Barcodes rule again in the Lot-Ek animation. Their work reads like an advertisement on a bar-code background of what good design should be. There are futuristic modular sleeping lofts, an airplane and stackable, mobile dwelling units. Another work, from 2noodles.com, is an attractive interactive animation of concentric white circles and red shapes that echo from wherever you move your cursor on the gray screen.

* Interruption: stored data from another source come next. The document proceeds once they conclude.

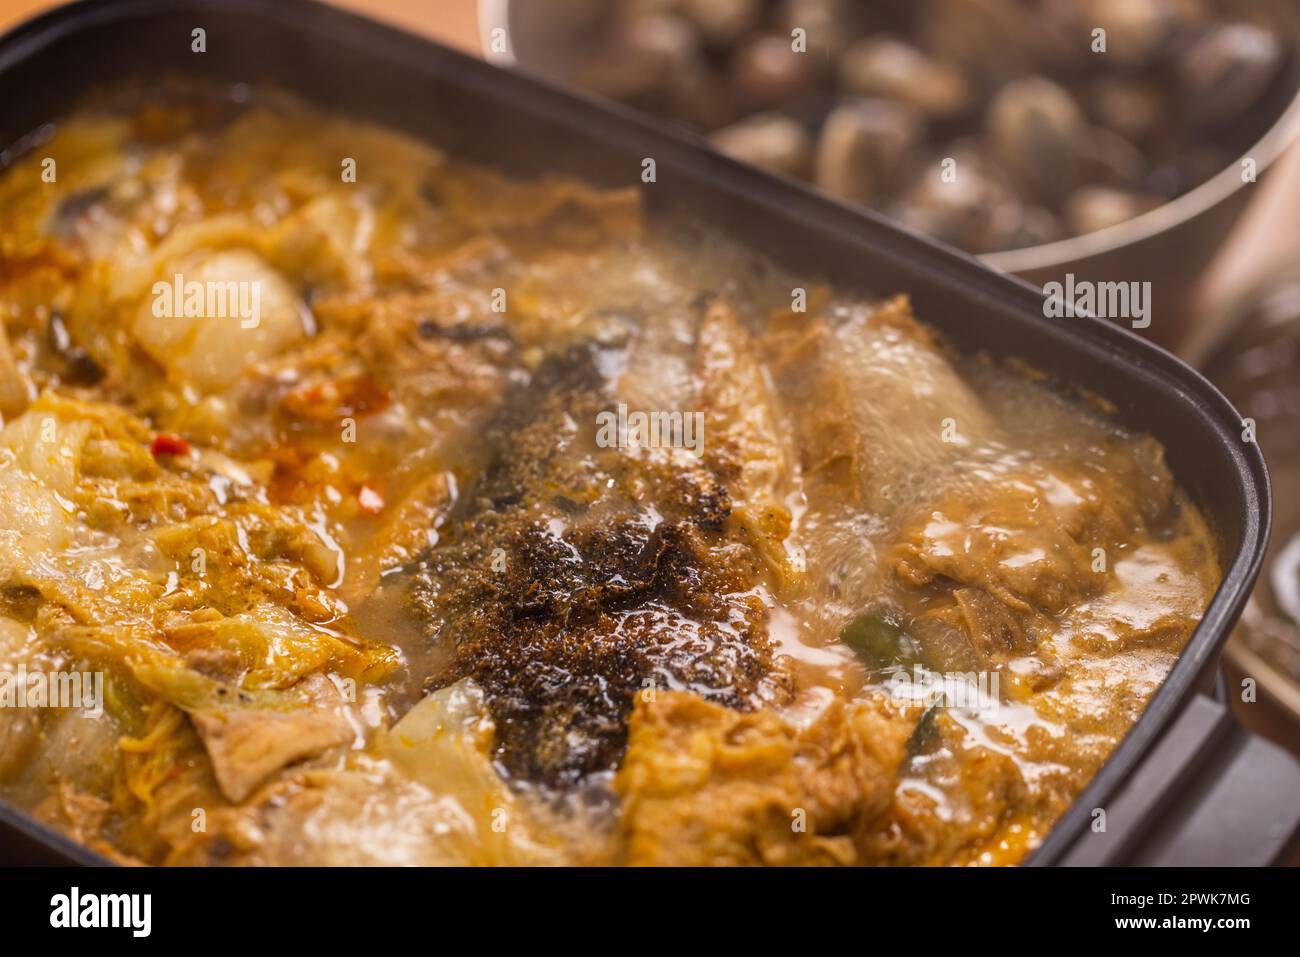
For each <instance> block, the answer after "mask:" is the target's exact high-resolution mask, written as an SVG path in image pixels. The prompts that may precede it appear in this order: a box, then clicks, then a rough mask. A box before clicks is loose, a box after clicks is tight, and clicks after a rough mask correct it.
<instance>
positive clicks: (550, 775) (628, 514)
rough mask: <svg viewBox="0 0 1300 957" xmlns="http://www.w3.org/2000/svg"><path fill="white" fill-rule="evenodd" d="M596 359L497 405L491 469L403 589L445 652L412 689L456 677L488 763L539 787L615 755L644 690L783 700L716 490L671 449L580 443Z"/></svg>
mask: <svg viewBox="0 0 1300 957" xmlns="http://www.w3.org/2000/svg"><path fill="white" fill-rule="evenodd" d="M599 352H601V348H599V347H591V348H580V350H577V351H573V352H569V354H568V355H567V356H564V358H558V359H555V360H551V361H549V363H547V364H546V365H543V368H542V369H541V371H539V372H538V376H537V380H536V381H534V384H533V385H530V386H528V387H525V389H523V390H520V391H519V394H517V395H516V397H515V398H513V399H512V400H511V402H510V403H508V406H510V411H508V412H507V413H506V415H504V416H503V417H502V419H500V420H499V421H498V423H497V424H495V425H494V426H493V428H491V429H490V430H489V433H487V441H489V443H490V446H491V447H494V449H497V450H498V458H497V459H495V462H494V463H493V464H491V465H489V468H487V469H486V472H485V475H484V477H482V480H481V481H480V482H478V485H477V486H476V488H474V489H472V490H471V492H469V493H468V494H467V495H465V498H464V501H463V503H461V507H460V508H459V510H458V512H455V514H454V515H452V516H451V518H450V519H448V521H447V523H446V524H445V527H443V537H442V542H439V545H438V546H437V547H434V549H433V550H432V551H430V553H429V555H428V557H426V558H425V560H424V562H422V567H421V568H420V570H419V572H417V573H416V575H415V577H413V581H412V588H411V594H412V609H413V612H415V615H416V616H417V619H421V620H424V622H425V623H426V625H425V627H426V633H428V636H429V640H430V641H432V642H447V644H448V645H450V646H451V648H452V649H454V655H452V659H454V663H452V666H451V667H450V668H448V671H447V674H445V675H434V676H432V677H430V687H434V688H435V687H441V685H443V684H447V683H450V681H454V680H459V679H460V677H465V676H469V677H473V679H474V680H476V681H477V683H478V684H480V685H481V687H482V688H484V692H485V693H486V694H487V701H489V706H490V709H491V713H493V718H494V719H495V722H497V733H498V737H497V750H498V757H499V759H500V761H502V763H503V766H504V767H506V768H507V771H510V772H511V774H512V775H517V776H520V778H524V779H528V780H537V781H541V783H545V784H549V785H572V784H575V783H577V781H580V780H581V779H584V778H586V776H588V775H590V774H594V772H598V771H604V770H608V768H611V767H612V766H614V765H615V763H616V762H617V759H619V757H620V754H621V752H623V745H624V740H625V732H627V729H625V719H627V714H628V711H629V710H630V707H632V700H633V696H634V694H636V693H637V692H640V690H642V689H645V688H654V687H660V688H662V687H669V688H689V689H693V690H697V692H698V693H699V694H702V696H705V697H707V698H710V700H715V701H719V702H723V703H725V705H728V706H732V707H757V706H761V705H762V703H766V702H768V701H774V700H780V698H783V697H784V694H787V693H788V692H787V690H785V684H784V683H785V677H784V676H783V672H781V670H780V668H779V667H777V664H776V661H775V657H774V649H772V646H771V644H770V642H768V638H767V635H766V620H767V610H766V607H764V605H763V602H762V601H761V598H759V596H758V594H755V593H754V588H755V585H757V584H758V583H759V580H761V577H762V568H763V566H762V559H761V558H759V557H758V554H755V551H754V550H753V549H751V547H750V545H749V544H748V542H746V541H742V540H738V538H737V537H736V536H735V534H731V533H729V532H728V531H727V528H728V525H727V521H728V516H729V514H731V508H732V499H731V497H729V493H728V489H727V488H725V485H724V484H723V482H722V481H720V480H719V477H718V476H716V475H714V472H711V471H710V469H708V468H707V467H706V465H705V464H703V463H702V462H701V459H699V458H698V456H695V455H694V454H693V452H690V451H688V450H682V449H663V447H645V446H628V447H617V446H610V447H606V446H602V445H599V443H598V441H597V432H598V429H597V423H598V419H597V416H598V413H601V412H602V411H607V410H608V407H610V406H611V404H614V399H615V395H612V394H611V391H610V382H608V380H606V378H603V377H602V374H601V368H607V367H608V365H610V363H604V364H603V365H602V360H601V356H599ZM494 566H495V570H494Z"/></svg>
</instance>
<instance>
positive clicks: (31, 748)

It seems that more challenges to the Whitney Biennial are on the way. As we go to press, Elisabeth Franck of the New York Observer reports that collector Norman Dubrow plans to mount his own biennial at Kagan Martos Gallery in SoHo, opening Mar. 25, 2002. Dubrow claims that Whitney curator Lawrence Rinder tried to impress the art world with unknown names, and consequently overlooked all the new talents that had made their mark in the last two years. The Dubrow Biennial will feature 36 artists collected by Dubrow (though borrowed from dealers), including works by Jay Davis, Inka Essenhigh and Malerie Marder. Unlike the Whitney's exhibition, works in Norman's show will be for sale.


SHERRY WONG is assistant editor of Artnet Magazine.